- Born: Laura Elizabeth Hill September 3, 1893 Philadelphia, Pennsylvania
- Died: February 22, 1991 (aged 97)
- Education: Northwestern University University of Michigan
- Spouse: Dean Benjamin McLaughlin (m. 1927)
- Children: 5
- Scientific career
- Fields: Astronomy
- Workplaces: University of Michigan
- Thesis: A Micro-Photometric Study of the Spectrum of Beta Lyrae ;

= Laura H. McLaughlin =

Computer, instructor, and researcher of astronomy

Laura Elizabeth Hill McLaughlin (September 3, 1893 - February 22, 1991) was an American astronomer. As an astronomer of the Detroit Observatory for the University of Michigan, she conducted research work alongside her husband, fellow Detroit Observatory astronomer Dean B. Mclaughlin.

== Early life and education ==
Raised within the Methodist Home for Children in Philadelphia, Pennsylvania, Laura Elizabeth Hill was the first of the Home ever to attend college. She received a B.A. in Astronomy in 1917 with her thesis, “Proper Motions of Stars from Micrometric Measures” from Northwestern University in Evanston, Illinois. She then remained at Northwestern to achieve an M.A. in Astronomy.

To earn a doctoral degree, she went to the University of Michigan. By 1929, she had graduated with a Ph.D. in Astronomy with her dissertation, “A Micro-Photometric Study of the Spectrum of Beta Lyrae”. The dissertation was conducted under the direction of Detroit Observatory Director Ralph Hamilton Curtiss. This was the last of her major research publications.

== Career ==
Alongside her education, McLaughlin also worked in teaching and computer positions. Specifically, while pursuing her bachelor’s degree, she taught physics, mathematics, and German at three high schools in South Dakota and New Jersey. When pursuing a Master’s degree, she worked at the Dearborn Observatory as a computer. Her name and computational works appear in the publication “Stellar Parallaxes: Determined from Photographs made with the 18½-inch Refractor of the Detroit Observatory”. Prior to beginning Ph.D. work at the University of Michigan, she taught at Vassar College in Poughkeepsie, New York.

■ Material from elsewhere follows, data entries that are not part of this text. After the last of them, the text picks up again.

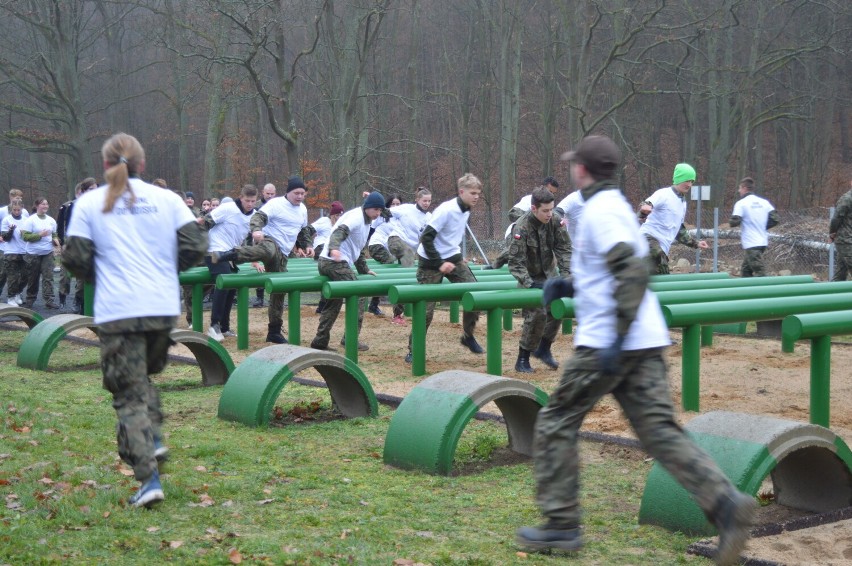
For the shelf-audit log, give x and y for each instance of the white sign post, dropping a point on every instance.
(699, 193)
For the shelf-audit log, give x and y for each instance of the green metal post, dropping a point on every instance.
(294, 317)
(198, 307)
(242, 318)
(690, 381)
(454, 312)
(351, 327)
(494, 342)
(418, 339)
(820, 380)
(508, 315)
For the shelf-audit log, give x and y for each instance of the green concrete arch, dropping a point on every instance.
(249, 395)
(810, 467)
(45, 336)
(30, 317)
(425, 430)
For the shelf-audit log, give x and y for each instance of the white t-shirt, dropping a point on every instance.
(136, 250)
(17, 244)
(449, 222)
(231, 228)
(606, 221)
(409, 224)
(572, 206)
(323, 228)
(382, 230)
(285, 221)
(4, 212)
(755, 212)
(525, 203)
(666, 218)
(35, 224)
(359, 231)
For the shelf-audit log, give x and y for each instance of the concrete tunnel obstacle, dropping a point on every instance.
(810, 467)
(213, 359)
(425, 430)
(250, 394)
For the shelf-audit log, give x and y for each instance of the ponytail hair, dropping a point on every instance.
(123, 157)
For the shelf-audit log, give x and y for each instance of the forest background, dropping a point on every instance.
(389, 95)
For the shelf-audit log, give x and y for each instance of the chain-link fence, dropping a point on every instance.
(797, 246)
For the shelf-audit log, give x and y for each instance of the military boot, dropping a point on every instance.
(274, 334)
(543, 353)
(523, 363)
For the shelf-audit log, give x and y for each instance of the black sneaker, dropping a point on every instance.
(547, 538)
(470, 343)
(734, 517)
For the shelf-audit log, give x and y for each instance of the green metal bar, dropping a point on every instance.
(454, 312)
(494, 342)
(821, 380)
(198, 307)
(691, 367)
(418, 339)
(351, 327)
(242, 318)
(508, 316)
(294, 317)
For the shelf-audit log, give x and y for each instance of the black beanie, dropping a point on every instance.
(295, 182)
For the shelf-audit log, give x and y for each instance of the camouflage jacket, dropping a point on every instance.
(536, 249)
(841, 222)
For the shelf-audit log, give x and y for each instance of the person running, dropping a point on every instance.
(14, 259)
(133, 238)
(228, 227)
(62, 221)
(278, 228)
(14, 194)
(756, 216)
(346, 248)
(662, 216)
(539, 245)
(619, 345)
(39, 233)
(377, 245)
(439, 253)
(410, 218)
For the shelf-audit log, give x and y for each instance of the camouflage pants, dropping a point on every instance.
(842, 261)
(753, 262)
(641, 388)
(40, 267)
(335, 271)
(131, 350)
(268, 253)
(539, 325)
(658, 258)
(401, 251)
(16, 272)
(461, 274)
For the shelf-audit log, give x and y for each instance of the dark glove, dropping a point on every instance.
(556, 288)
(610, 356)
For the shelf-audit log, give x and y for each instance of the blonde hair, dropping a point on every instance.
(469, 181)
(124, 156)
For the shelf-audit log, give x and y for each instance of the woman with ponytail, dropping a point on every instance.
(131, 239)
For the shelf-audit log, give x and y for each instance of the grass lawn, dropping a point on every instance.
(310, 490)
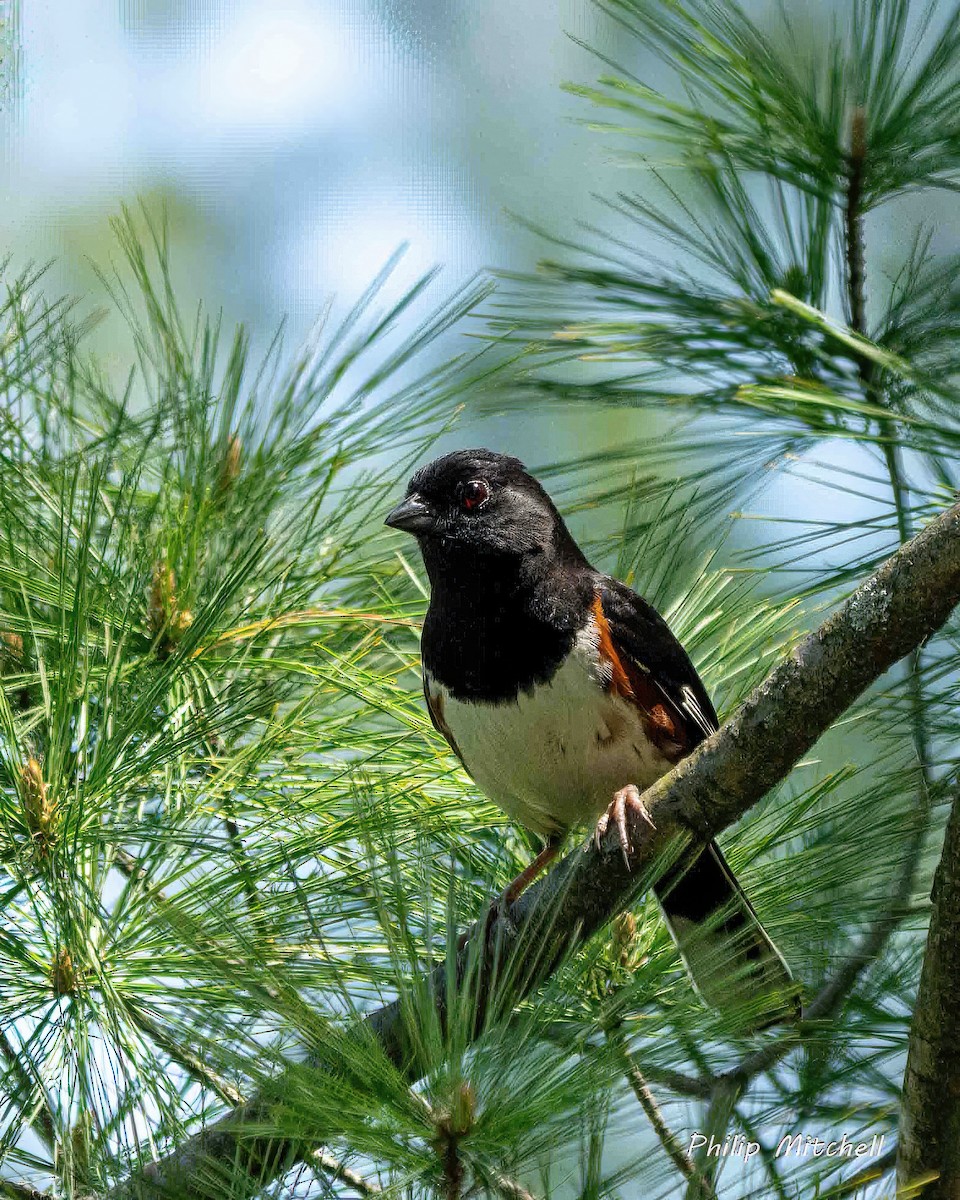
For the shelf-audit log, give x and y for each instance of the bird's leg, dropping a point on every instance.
(627, 798)
(546, 856)
(501, 906)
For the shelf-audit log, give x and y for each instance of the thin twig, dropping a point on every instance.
(340, 1171)
(702, 1185)
(669, 1140)
(42, 1123)
(876, 1170)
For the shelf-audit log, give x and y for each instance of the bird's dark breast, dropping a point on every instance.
(490, 660)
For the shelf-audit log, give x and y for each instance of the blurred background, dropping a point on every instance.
(295, 144)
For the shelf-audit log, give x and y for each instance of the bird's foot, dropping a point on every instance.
(627, 798)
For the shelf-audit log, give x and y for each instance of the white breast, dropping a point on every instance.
(555, 757)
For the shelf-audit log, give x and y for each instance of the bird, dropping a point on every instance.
(564, 695)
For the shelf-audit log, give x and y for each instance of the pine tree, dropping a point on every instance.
(232, 847)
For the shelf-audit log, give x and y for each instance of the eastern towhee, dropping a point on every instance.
(559, 688)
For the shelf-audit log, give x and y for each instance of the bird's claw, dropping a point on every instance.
(627, 798)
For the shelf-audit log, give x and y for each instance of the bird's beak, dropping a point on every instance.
(412, 515)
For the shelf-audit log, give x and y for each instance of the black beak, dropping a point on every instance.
(412, 515)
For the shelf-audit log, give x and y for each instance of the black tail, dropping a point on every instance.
(731, 958)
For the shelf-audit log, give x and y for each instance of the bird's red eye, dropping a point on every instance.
(474, 493)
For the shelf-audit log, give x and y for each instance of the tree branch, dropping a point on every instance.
(930, 1105)
(886, 618)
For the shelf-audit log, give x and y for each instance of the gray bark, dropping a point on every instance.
(929, 1139)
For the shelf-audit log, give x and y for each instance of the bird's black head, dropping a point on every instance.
(484, 504)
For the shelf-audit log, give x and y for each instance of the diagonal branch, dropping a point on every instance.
(929, 1144)
(887, 617)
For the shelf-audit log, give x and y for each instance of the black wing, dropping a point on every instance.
(649, 651)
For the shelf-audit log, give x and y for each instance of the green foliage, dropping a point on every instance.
(227, 829)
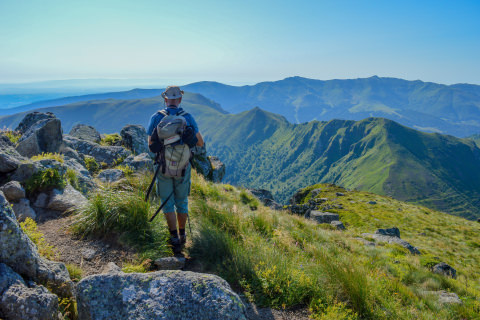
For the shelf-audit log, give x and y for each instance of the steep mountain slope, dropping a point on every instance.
(421, 105)
(264, 150)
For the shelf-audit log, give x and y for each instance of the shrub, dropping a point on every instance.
(44, 180)
(48, 155)
(29, 226)
(91, 164)
(113, 139)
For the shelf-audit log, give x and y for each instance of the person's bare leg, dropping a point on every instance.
(182, 220)
(171, 221)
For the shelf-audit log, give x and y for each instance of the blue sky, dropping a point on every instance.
(239, 41)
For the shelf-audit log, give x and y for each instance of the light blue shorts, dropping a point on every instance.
(179, 200)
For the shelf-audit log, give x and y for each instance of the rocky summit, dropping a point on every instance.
(46, 175)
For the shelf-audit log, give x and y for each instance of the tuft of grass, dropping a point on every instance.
(74, 271)
(248, 199)
(113, 139)
(45, 179)
(142, 267)
(48, 155)
(121, 210)
(12, 135)
(29, 226)
(126, 170)
(72, 178)
(91, 164)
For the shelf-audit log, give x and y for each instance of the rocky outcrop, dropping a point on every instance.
(84, 132)
(19, 253)
(141, 162)
(324, 217)
(13, 191)
(23, 210)
(135, 138)
(43, 136)
(110, 175)
(106, 154)
(444, 269)
(66, 200)
(20, 301)
(31, 118)
(391, 235)
(157, 295)
(266, 198)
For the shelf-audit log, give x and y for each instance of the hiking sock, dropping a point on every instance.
(174, 233)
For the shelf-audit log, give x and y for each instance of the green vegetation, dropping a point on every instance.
(74, 271)
(282, 261)
(48, 155)
(72, 178)
(91, 164)
(126, 170)
(44, 180)
(121, 210)
(13, 136)
(113, 139)
(29, 226)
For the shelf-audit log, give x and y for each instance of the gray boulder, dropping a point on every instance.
(393, 232)
(8, 162)
(218, 169)
(135, 138)
(107, 154)
(84, 132)
(386, 237)
(444, 269)
(66, 200)
(141, 162)
(110, 175)
(13, 190)
(19, 253)
(23, 210)
(157, 295)
(324, 217)
(31, 118)
(19, 301)
(43, 136)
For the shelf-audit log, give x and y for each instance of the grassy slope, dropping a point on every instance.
(282, 260)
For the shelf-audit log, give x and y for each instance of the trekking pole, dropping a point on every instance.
(160, 208)
(152, 183)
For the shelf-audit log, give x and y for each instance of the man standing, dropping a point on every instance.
(180, 187)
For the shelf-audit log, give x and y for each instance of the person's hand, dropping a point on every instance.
(189, 137)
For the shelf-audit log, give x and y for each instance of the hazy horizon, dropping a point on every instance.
(242, 42)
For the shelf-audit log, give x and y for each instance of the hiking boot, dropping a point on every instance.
(183, 239)
(176, 244)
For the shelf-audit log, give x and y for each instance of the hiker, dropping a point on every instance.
(174, 177)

== Personal life and legacy ==
Mclaughlin married fellow Detroit Observatory astronomer Dean Benjamin McLaughlin in 1927. It was that year that Dean joined the U-M Faculty as an assistant professor of astronomy, coming from Swarthmore College where he spent three years as an instructor of mathematics and astronomy. While Mclaughlin assisted her husband in his astronomical research efforts at the Detroit Observatory, she did not publish any independent work after the creation of her dissertation. They had five children: one son (science-fiction writer Dean McLaughlin Jr.) and four daughters (Elizabeth Schick, Laura Alberta Dawson, Sarah McLaughlin, and Margaret Farley), and fourteen grandchildren. She remained an active participant in Methodist Church community activities until her death in 1991.